Notably, airlines would be prohibited from giving raises to anyone through February 2022 whose total compensation was $425,000 or more last year. 

Also, the Department of Transportation would have the authority to require airlines that accept a government loan to continue flying to destinations served before the Covid-19 crisis began -- a move designed to assure continued air service to small communities. 

The bill would also allow the U.S. Treasury to share in airline profits, with the terms of such arrangements spelled out in loan contracts. 

Such measures, however, don’t appear to be enough to satisfy Democrats in Congress, who have joined labor unions in calling for any airline rescue package to emphasize workers.

“We are beginning to review Senator McConnell’s proposal and on first reading, it is not at all pro-worker and instead puts corporations way ahead of workers,” Senate minority leader Chuck Schumer tweeted Thursday evening. 

In a joint statement Thursday, Schumer and speaker of the House Nancy Pelosi said that to earn Democratic support, any economic stimulus package “must include new, strong and strict provisions that prioritize and protect workers, such as banning the recipient companies from buying back stock, rewarding executives and laying off workers.”

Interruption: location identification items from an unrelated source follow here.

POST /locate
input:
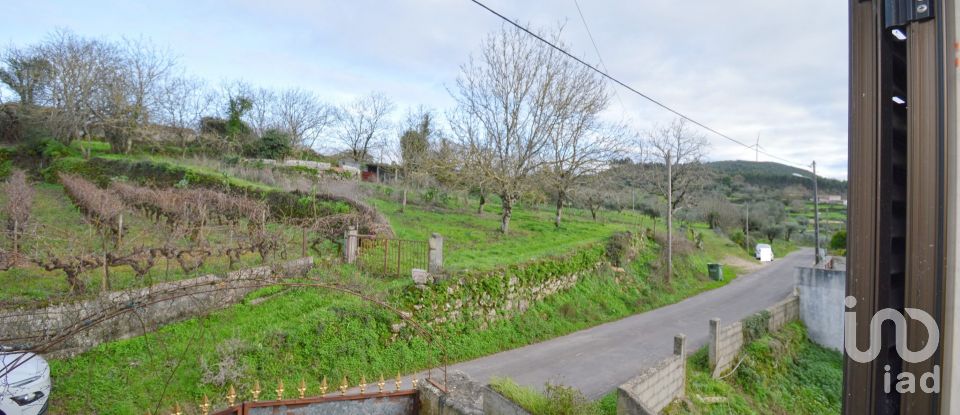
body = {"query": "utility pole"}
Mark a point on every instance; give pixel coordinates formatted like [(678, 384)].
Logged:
[(669, 215), (816, 216)]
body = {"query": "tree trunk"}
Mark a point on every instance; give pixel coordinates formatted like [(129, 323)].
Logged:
[(505, 217), (559, 210), (669, 217)]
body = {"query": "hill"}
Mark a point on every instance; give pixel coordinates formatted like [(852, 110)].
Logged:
[(770, 174)]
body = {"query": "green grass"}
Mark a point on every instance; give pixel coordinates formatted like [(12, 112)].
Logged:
[(473, 241), (309, 334), (781, 372), (556, 400), (62, 230)]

The rescue bill also would provide direct payments to taxpayers. Most individuals who reported income of less than $75,000 in 2018 would receive a check of $1,200 and couples who reported less than $150,000 would receive a check for $2,400. Families would get an extra $500 monthly for each dependent child. 

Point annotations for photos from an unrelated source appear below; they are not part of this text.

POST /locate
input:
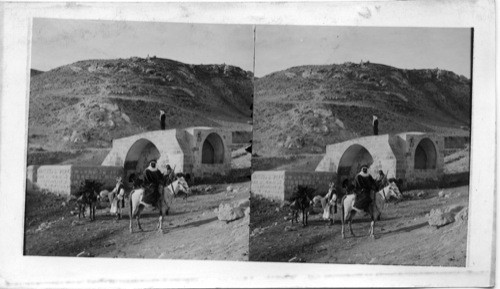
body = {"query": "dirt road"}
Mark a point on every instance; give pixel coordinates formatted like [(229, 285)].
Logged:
[(403, 236), (192, 230)]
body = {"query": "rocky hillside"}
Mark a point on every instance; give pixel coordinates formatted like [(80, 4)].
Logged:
[(301, 109), (89, 103)]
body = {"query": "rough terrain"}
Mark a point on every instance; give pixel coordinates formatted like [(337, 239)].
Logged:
[(85, 105), (302, 109), (191, 231), (403, 236)]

U.S. airlines made a net profit of nearly $100 billion between 2013 and the third quarter of 2019, according the Bureau of Transportation Statistics, but according to a Bloomberg analysis, they have used 96% of their free cash flow in the past decade on stock buybacks.

Like Pelosi and Schumer, airline industry unions have called for the rescue package to contain strong provisions protecting them from layoffs and ensuring benefits, such as health care. 

Airlines on Friday said the Senate Republican proposal doesn’t offer enough relief to beleaguered carriers. 

“Loans alone are not sufficient and should be coupled with a worker payroll assistance program and targeted tax relief, which will allow airlines to keep operating through this crisis and protect the 750,000 jobs of hard-working individuals who are directly employed by the industry,” said trade group Airlines for America.

The Regional Airline Association (RAA), whose members serve small and medium-sized communities, mostly flying under the American Eagle, Delta Connection and United Express brands, offered more emphatic criticism. 

“The bill was designed to support airlines through loans secured by assets, RAA CEO Faye Malarkey Black said. “Regional airlines do not have the same assets that larger airlines have. In many cases, regional airlines lease their fleet. In all cases, regional aircraft do not have the same value as mainline aircraft.”

She noted that two-thirds of U.S. airports are served only by regional carriers. 

“While the bill suggests the [DOT] secretary may require some air service to small communities, these small communities are served exclusively by regional airlines,” Malarkey Black said. “As written, there would be no regional airline in a position to serve any market, let alone the smallest ones.”

The bill is more generous to small business. Loan forgiveness would be provided to companies who use the funds to pay employees.